"Seeking fortune on the internet" has become the common choice of major traditional enterprises. As of the end of 2011, more than half of the top ten chain-store enterprises had launched ecommerce business. Compared with purely online shopping platforms, they have more offline resources and more management experience in presales, sales, and after sales, such as storage layout and maintenance service. In February 2012, Wal-Mart announced its increased investment in the online shopping site yihaodian.com, its holding of the site's shares increasing to about 51 percent, completing its control of yihaodian.com. Yu Gang, chairman of the board of yihaodian.com said that many of Wal-Mart's resources and experience, including purchasing, warehousing, and logistics, would open to yihaodian.com.
What traditional retailers lack are internet experience and the knowledge of the operation rules of ecommerce. Some of them choose to work with third-party ecommerce platform. Zhang Yong, CEO of tmall.com, suggested that in this year's "double 11" sales, the daily sales of the digital chain store "D.Phone" reached RMB 94.59 million Yuan, its eye-catching performance ranking fourth among the day's top selling stores.

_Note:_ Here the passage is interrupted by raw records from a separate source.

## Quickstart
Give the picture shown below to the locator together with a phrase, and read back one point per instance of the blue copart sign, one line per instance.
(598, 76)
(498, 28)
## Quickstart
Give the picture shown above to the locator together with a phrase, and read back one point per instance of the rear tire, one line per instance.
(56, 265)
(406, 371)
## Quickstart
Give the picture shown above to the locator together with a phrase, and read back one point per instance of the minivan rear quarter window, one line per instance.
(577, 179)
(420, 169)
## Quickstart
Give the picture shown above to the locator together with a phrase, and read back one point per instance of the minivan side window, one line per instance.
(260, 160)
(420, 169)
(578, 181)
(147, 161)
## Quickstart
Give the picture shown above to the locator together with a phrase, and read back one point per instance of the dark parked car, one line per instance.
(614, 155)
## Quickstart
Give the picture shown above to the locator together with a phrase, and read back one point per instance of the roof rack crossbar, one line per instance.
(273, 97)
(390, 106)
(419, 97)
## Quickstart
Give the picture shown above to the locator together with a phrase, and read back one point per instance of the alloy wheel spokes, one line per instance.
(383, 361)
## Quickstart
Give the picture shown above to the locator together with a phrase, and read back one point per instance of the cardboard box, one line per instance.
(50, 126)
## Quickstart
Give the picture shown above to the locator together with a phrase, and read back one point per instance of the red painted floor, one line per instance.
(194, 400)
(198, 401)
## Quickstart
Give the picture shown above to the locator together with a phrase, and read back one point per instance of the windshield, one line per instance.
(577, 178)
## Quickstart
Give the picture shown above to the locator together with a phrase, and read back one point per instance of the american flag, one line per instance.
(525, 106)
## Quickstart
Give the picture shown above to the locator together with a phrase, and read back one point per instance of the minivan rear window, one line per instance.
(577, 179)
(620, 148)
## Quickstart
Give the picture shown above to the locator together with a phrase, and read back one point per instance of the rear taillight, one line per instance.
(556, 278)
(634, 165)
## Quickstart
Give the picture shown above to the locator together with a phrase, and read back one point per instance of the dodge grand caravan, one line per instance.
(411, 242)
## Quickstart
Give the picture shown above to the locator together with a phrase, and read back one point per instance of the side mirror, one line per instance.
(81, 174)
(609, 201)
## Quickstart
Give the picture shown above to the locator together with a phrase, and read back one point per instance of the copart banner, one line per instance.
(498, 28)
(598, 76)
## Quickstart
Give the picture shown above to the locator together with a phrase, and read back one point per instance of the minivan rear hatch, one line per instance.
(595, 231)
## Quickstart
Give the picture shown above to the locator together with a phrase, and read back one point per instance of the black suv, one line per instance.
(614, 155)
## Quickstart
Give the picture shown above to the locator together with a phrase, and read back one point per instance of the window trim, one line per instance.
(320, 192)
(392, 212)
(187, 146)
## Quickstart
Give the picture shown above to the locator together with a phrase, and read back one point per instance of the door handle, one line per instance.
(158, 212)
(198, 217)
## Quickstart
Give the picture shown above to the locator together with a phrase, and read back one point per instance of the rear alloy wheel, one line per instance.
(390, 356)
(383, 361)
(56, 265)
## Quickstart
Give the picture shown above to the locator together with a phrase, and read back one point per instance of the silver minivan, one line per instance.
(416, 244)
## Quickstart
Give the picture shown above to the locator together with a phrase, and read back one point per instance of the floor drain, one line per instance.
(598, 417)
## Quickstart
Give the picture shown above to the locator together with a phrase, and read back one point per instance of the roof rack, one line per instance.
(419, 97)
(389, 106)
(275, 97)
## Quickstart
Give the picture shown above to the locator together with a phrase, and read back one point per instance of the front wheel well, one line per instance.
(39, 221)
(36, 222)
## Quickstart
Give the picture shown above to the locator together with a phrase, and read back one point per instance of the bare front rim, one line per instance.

However, online shopping's impact on traditional commerce is far from insignificant. Online price tends to be lower, and this chills the secondary and tertiary agents who represent an important link in the traditional circulation channel. A digital marketplace now becomes a place to "check out the products" and a clothes shop becomes a "fitting room". Kuang Qiang, CEO of online store outsourcing service provider eacha.com, said that: "Jiangsu's Nantong city is the best known home textiles market in China. There, almost every supplier has their own store on taobao.com. Some have even closed down their physical stores so as to focus on online business".